Assim explicou o sacramento da mesa do Senhor: somos muitos, mas somos um único
pão, um único corpo. Neste pão, manifestai-vos como deveis amar a unidade.
Porventura aquele pão foi feito de um único grão? Não eram muitos os grãos de
trigo? Mas, antes que chegassem a ser pão, estavam separados. Por meio da água
é que foram unidos, depois de certa moagem: porque, se o trigo não for moído e
amassado com água, não chega à forma que se chama pão. Assim vós também, dias
atrás, pela humilhação do jejum e pelo mistério do exorcismo, éreis como que
moídos. Veio o Batismo e, pela água, fostes banhados para poderdes receber a
forma de pão, mas ainda não há pão se não se passa pelo fogo”.
O
que significa o fogo?
“Trata-se
da unção do óleo. O fogo que nutre é o sacramento do Espírito Santo. Prestai
atenção nos Atos dos
Apóstolos,
( … ) vem, pois, o Espírito Santo: depois da água, o fogo e sois convertidos em
pão, que é o Corpo de Cristo”.
“Se retirares a palavra, não há senão pão e vinho: acrescenta a
palavra, e já há outra coisa. E essa outra coisa, o que é? O Corpo de Cristo e
o Sangue de Cristo”.
Fazendo
um belo jogo de palavras, Santo Agostinho explica que os que bebem juntos do
cálice vivem juntos em concórdia.
Nobiscum
hoc estis: simul enim hoc sumimus, simul bibimus, quia simul vivimus – Sois
isto conosco: pois juntamente o consumimos, juntamente bebemos, porque vivemos
juntos.
Por
isso, Santo Agostinho fala da Eucaristia como o sacrifício de Deus e nosso. A
Eucaristia é o sacrifício de Cristo oferecido ao Pai, a que cada fiel cristão
se une por meio de Cristo e se oferece também ao Pai como uma oblação viva,
santa e pura.
5- Unidade e não uniformidade
Para
Agostinho, a unidade não implica uniformidade, ou seja, que se faça tabula rasa
de todos os dons e carismas recebidos. Trata-se de estabelecer uma igualdade verdadeiramente
comunitária, que redimensiona a pessoa e a faz consciente da riqueza que a
unidade lhe oferece, ajudando-a a libertar-se de elementos secundários que
podem converter-se em ídolos (raça, língua, família, país etc.), elementos que
corremos o risco de querer adorar em lugar de Deus. Caindo, nos assim chamados
“fundamentalismos.
Libertados
desses elementos secundários capazes de escravizar a pessoa, o que procuramos é
a unidade comunitária, na qual cada um pode e deve contribuir com sua própria
particularidade, com o dom que recebeu de Deus, uma vez que todo dom se recebe
sempre em vista de um serviço que se pode prestar a uma determinada comunidade.

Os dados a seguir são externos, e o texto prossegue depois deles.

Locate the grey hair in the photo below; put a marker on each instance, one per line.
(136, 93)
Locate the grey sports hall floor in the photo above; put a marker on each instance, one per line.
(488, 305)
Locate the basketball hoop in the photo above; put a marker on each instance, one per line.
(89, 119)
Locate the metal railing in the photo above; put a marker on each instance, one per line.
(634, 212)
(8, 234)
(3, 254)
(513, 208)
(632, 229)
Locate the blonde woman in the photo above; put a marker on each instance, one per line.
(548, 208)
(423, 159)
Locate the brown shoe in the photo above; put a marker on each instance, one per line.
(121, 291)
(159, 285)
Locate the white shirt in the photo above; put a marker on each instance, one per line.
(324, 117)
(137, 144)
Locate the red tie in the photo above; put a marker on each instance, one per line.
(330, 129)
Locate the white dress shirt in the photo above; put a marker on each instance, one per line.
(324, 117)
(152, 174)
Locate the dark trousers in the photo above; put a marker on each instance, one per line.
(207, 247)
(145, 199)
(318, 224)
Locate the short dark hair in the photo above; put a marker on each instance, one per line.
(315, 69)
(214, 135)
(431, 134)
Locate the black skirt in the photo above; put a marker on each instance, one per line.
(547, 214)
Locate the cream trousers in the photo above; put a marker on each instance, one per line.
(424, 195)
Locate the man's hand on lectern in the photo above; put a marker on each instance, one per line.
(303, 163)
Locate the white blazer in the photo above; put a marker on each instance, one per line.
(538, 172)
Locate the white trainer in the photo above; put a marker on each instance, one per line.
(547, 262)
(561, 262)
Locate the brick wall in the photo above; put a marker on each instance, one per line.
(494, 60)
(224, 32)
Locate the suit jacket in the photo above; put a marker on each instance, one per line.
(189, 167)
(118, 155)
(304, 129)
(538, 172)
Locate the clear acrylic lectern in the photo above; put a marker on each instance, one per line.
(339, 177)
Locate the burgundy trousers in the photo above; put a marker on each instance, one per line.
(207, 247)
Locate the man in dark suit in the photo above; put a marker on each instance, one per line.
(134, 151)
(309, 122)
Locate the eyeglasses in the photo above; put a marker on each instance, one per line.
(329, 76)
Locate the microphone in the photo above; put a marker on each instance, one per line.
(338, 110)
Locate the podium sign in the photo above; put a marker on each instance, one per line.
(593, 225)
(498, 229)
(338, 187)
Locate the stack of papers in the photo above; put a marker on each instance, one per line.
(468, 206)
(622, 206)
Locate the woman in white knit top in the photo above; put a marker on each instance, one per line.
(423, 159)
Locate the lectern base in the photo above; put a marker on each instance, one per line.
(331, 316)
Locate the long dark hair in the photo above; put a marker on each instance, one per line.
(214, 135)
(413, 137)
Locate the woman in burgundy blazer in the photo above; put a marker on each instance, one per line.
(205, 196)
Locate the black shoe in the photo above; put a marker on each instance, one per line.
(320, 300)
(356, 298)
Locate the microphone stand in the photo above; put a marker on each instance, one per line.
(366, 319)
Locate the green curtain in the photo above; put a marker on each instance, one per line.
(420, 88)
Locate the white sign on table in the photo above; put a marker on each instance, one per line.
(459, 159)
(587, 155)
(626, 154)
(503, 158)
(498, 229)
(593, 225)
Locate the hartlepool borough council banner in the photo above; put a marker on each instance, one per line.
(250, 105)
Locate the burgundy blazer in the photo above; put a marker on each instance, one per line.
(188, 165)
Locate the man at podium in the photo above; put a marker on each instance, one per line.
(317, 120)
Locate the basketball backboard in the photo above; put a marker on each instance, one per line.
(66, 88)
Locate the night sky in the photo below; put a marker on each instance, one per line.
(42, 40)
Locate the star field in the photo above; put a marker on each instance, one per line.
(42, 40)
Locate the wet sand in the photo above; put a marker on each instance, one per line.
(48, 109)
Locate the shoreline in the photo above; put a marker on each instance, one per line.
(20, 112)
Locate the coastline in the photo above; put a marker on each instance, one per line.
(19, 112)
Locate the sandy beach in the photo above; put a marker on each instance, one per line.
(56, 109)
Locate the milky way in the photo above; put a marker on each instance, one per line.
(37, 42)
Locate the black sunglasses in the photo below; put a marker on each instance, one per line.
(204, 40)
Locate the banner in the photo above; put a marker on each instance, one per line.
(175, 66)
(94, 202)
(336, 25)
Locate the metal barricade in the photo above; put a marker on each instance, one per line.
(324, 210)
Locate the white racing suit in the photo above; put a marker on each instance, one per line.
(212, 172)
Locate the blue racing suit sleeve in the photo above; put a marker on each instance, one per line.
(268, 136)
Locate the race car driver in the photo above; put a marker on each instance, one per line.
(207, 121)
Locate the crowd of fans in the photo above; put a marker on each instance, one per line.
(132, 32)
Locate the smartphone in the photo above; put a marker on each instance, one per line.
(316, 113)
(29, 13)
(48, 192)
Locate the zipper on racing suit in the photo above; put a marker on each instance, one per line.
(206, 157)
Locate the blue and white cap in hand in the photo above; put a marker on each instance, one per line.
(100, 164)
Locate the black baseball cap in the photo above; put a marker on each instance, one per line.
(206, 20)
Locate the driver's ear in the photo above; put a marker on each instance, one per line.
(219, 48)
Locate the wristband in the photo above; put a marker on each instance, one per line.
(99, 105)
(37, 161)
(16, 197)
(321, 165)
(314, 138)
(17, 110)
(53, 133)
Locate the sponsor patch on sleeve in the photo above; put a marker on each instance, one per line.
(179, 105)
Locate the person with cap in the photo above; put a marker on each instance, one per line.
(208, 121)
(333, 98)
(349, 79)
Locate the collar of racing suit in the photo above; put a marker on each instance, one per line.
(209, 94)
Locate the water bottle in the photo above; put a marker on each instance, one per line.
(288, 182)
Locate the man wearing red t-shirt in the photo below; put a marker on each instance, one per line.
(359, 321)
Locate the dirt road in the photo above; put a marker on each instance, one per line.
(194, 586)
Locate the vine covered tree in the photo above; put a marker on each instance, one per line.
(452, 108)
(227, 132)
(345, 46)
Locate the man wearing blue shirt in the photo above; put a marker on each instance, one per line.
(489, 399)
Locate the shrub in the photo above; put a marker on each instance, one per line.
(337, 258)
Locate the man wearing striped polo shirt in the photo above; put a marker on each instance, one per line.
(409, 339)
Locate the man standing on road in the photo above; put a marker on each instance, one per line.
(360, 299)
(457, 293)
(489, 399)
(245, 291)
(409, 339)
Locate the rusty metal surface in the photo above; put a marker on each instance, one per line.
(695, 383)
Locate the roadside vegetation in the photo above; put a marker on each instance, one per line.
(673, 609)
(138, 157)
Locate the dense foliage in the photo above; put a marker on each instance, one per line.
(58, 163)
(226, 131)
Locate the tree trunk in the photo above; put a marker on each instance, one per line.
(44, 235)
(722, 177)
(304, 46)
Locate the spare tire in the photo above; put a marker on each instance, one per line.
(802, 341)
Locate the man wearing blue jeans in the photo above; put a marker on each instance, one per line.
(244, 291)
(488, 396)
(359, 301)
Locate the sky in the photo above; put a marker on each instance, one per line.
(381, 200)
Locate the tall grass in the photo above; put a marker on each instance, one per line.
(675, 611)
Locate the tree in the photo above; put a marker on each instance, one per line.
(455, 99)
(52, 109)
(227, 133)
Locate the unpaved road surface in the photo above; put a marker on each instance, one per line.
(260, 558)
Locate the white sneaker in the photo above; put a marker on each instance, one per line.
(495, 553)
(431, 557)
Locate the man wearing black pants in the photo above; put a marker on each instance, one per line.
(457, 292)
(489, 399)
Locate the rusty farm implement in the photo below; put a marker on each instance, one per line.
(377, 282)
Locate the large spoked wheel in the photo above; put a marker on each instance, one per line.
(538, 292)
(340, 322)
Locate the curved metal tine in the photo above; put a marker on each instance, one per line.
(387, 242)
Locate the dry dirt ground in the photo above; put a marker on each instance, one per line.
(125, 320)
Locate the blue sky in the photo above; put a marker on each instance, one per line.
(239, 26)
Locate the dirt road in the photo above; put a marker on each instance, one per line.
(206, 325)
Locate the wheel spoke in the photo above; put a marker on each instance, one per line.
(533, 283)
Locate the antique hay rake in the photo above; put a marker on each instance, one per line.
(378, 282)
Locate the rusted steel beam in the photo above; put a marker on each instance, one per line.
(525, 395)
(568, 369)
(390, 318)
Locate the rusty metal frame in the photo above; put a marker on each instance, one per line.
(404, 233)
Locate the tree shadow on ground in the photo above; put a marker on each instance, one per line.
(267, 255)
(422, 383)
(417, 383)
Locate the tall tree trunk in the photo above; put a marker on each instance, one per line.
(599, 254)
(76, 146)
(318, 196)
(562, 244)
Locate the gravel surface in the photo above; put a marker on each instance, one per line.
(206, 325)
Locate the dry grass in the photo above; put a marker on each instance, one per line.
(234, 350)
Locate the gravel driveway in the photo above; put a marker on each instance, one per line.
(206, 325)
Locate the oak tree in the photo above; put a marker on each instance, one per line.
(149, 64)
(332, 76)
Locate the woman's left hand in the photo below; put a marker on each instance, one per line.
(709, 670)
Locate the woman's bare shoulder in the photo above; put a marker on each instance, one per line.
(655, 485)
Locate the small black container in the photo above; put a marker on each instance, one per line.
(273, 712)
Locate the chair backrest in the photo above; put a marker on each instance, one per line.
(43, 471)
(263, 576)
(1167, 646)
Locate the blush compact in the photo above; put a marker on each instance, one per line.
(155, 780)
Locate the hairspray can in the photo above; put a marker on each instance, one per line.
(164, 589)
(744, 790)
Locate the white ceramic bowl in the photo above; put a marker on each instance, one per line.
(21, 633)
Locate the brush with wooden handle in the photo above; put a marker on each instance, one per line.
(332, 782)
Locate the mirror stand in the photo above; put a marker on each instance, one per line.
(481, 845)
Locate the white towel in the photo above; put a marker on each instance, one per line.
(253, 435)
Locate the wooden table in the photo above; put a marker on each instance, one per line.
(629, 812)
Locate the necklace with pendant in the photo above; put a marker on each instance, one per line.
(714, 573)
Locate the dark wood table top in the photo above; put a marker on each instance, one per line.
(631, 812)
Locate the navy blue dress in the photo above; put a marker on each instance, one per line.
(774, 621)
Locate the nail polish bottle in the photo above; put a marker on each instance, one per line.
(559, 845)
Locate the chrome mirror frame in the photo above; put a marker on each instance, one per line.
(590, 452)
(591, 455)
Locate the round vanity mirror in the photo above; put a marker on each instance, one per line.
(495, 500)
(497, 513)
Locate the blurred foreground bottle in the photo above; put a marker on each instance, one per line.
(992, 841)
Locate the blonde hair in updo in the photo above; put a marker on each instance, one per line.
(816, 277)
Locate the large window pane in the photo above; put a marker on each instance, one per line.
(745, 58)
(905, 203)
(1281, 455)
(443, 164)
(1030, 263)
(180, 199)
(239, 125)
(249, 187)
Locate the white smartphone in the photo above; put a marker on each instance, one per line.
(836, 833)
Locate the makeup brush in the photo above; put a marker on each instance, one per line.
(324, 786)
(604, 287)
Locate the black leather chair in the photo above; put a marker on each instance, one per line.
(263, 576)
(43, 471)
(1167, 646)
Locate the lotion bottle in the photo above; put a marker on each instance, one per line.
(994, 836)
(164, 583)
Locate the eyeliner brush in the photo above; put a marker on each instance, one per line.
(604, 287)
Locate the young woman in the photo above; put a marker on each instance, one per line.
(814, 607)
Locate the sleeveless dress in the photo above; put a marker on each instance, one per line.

Uma comunidade é, portanto, como um tecido multicolorido, em que a unidade da
trama não é quebrada pela variedade das cores.
Diz
Santo Agostinho:
“Como a variedade de cores, num bordado, é tal que não se vê
perturbada a graça da unidade, assim também, entre os irmãos, os diversos dons
sejam tais que não se lhes adira qualquer discrepância de inveja”.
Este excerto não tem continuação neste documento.